Di Manuel Tardivo
TypeSafe Jev: prime impressioni su decisioni AI tipizzate in produzione
Prime impressioni su Jev (TypeSafe): classificare, score e sì/no con soglie. Stack LLM estrattore + Jev supervisore. Vision, PDF e memoria: ancora no.
Per anni abbiamo usato modelli da chat per fare il lavoro di un if.
Classificare un’email. Dare uno score a un lead. Dire sì o no su un ordine incompleto. Decidere se un pezzo di testo è conforme a una regola nostra. Roba che in produzione non vuole un paragrafo. Vuole un verdetto, una probabilità, una soglia. Poi il codice decide.
Ieri mi hanno tolto dalla waiting list di TypeSafe AI. Ho messo le mani su Jev, il loro primo System One Model pubblico. Non è un altro chatbot. È un modello che riceve uno state (testo o JSON) e domande tipizzate, e restituisce Choice, Score o Noul: scelte chiuse, livelli ordinati, probabilità sì/no, con confidence. Il codice resta padrone del flusso.
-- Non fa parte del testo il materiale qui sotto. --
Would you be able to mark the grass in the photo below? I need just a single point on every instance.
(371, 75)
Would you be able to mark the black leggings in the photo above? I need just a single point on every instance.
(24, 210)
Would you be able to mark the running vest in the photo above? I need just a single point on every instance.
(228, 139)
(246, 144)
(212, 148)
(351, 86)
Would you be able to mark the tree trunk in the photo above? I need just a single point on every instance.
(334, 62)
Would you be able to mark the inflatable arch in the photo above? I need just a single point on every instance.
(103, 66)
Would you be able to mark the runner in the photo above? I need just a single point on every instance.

Jev fa la parte “smart if”.
La prima impressione è stata semplice da nominare: finalmente uno strumento che posso immaginare di usare in modo economico per classificare, prendere decisioni nette, fare scoring, vincolandolo ai miei requisiti, senza pagare una chiacchierata ogni volta che mi serve un bit.
Cosa mi ha colpito (e cosa non sto vendendo)
Jev non genera stringhe. Non ti scrive la mail. Non inventa un campo fuori schema. Tu definisci le opzioni. Lui distribuisce probabilità su quelle opzioni. Poi tu, in codice, metti le soglie: sopra agisco, sotto mando in review, sotto ancora mi fermo.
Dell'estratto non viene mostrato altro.